L'euro, devise balkanique?

COLLETTE,JEAN-PAUL

Page 4

Mercredi 26 décembre 2001

L'euro, devise balkanique? JEAN-PAUL COLLETTE

L'euro, monnaie «officielle» du Kosovo, dès le 1er janvier? L'euro, monnaie officieuse, mais dominante, en Bosnie-Herzégovine? Monnaie parallèle, mais recherchée, en Yougoslavie? Et... sujet de tensions immédiates entre le Monténégro et la Serbie, au sein de cette même fédération yougoslave?

Ces scénarios sont tous à notre porte. Car les citoyens et les décideurs de l'Union européenne l'avaient un peu oublié: l'usage intensif - ici officiel, là parallèle, ailleurs politique - du deutschemark dans plusieurs pays et régions des Balkans, à l'issue des conflits gigognes nés de l'éclatement de la Yougoslavie et des délires «grands serbes» de Milosevic, les entraîne de facto dans la zone euro à l'heure où disparaît la monnaie allemande.

Ainsi du Kosovo: la province yougoslave placée sous administration internationale après la guerre de 1999 avait vu les Nations unies y instaurer le mark allemand, à la place du dinar yougoslave, désormais refusé par la majorité albanaise de la population. Le 1er janvier, l'ONU y introduira l'euro, accentuant encore la perte de souveraineté de la République fédérale de Yougoslavie dans la province.
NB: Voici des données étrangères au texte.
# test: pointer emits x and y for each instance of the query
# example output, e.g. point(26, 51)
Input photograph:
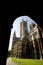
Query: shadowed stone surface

Sur l'autre versant du pays, précisément, le pouvoir de Belgrade voit le Monténégro tenter d'utiliser l'arrivée de l'euro pour appuyer les visées indépendantistes: le gouvernement du président Djukanovic avait en effet remplacé le dinar yougoslave par le mark en novembre 1999 et il cherche aujourd'hui à passer à l'euro - là, sans le moindre aval de la communauté internationale ou de l'Union européenne.

L'euro contre le dinar, Podgorica contre Belgrade: ce sera un des premiers bras de fer suscités par la monnaie unique. Il y a gros à parier que la partie se jouera dans les bistrots, les stations-service, les commerces... Partout où les échanges, le tourisme et l'immigration arriment les gens à l'Europe en marche.

Comme en Bosnie-Herzégovine, où il y a belle lurette que le mark s'était imposé, jusqu'à équiper les pompes à essence. Comme en... Serbie, où les citoyens, tout nationalisme oublié, «vivaient» en marks.